Marcelina, gallina en corral ajeno
Estamos tan acostumbrados a ser humanos que no nos damos cuenta de que el mundo también existe sin nosotros. Hemos perdido buena parte de la sensibilidad necesaria para interactuar con la naturaleza
Estamos tan acostumbrados a ser humanos que no nos damos cuenta de que el mundo también existe sin nosotros. Hemos perdido buena parte de la sensibilidad necesaria para interactuar con la naturaleza. Llegamos al extremo de decir que “hemos visto una gallina en persona”. ¿Por qué hacer a las gallinas copartícipes de la raza humana cuando nunca las respetamos? Todos hemos oído “gallina” por cobarde, o “vuelo gallináceo”, de ejemplo de poca majestuosidad.
Un partido político en unas recientes elecciones en el sur de España, Andalucía, pedía que los animales de trabajo hicieran su labor ocho horas como máximo. Oyó bien, no estamos hablando de jornaleros, hablamos de una vaca que da leche o de una gallina que pone huevos. Es de todo punto inquietante cómo se le va a proponer seriamente a una gallina que solo ponga sus huevos de tal a tal hora. Me imagino la ansiedad de la gallina ponedora, totalmente confundida, pues si no pone huevos, ¿qué hace? Igual una vaca lechera, ¿cómo pedirle que restrinja su producción y la limite a ocho horas, o a ocho litros por ubre?
La defensa de la ecología y el control del medio ambiente lo quieren algunos políticos hacer depender de horarios muy humanizados, con descansos y fiestas de guardar. Acabaremos al final tapando la desnudez de las ubres, por pudor. La capa de ozono, mientras, se resiente tanto como perplejas nos contemplan las gallinas.

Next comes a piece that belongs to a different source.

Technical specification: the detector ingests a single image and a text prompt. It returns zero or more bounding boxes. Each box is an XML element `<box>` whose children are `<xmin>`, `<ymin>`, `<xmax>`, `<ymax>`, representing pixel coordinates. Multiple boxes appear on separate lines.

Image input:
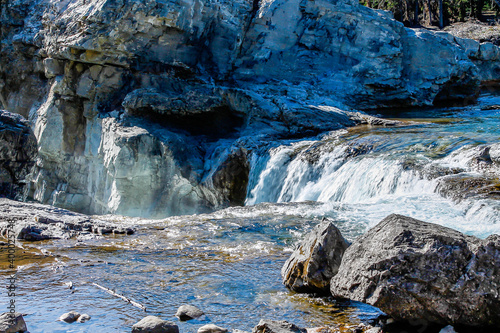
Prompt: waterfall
<box><xmin>246</xmin><ymin>127</ymin><xmax>500</xmax><ymax>236</ymax></box>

Marcelina era mi gallina. Si Cuarón tiene el acierto de hablar de su infancia en la colonia Roma, yo visito el pasado con mi gallina. Marcelina nunca puso un huevo. Vivía en casa y era una más de la familia. No tenía horarios, ni de ocho ni de nueve horas. Holgazaneaba como todos, comía y, eso sí, manchar, manchaba. Marcelina era una gallina comprada cuando era un pollito que apenas cabía en la mano. Tiempo después era una gigante que tropezaba con todos en los pasillos. Hubo que sacarla de casa un día porque no teníamos suficiente espacio para ella. Acabó en un corral de enfrente de casa. Eran épocas, aclaramos, en que todavía estaba permitido tener vacas y gallinas en las ciudades.
Marcelina lo pasó mal. Nunca entendió a las otras gallinas del corral. Eran de otra galaxia. Y la picaban con saña. Ella solo era feliz cuando la visitábamos, corría hacia nosotros para estar con los únicos a los que entendía. Por nuestra intercesión, la enviaron al campo, lejos.
Sentirse gallina en corral ajeno es una desgracia. A los humanos nos ocurre lo mismo. A los emigrantes, más. Cualquier arreglo global, mejor que empiece por nuestras gallinas, que con el ozono no hay huevos, ni ganas.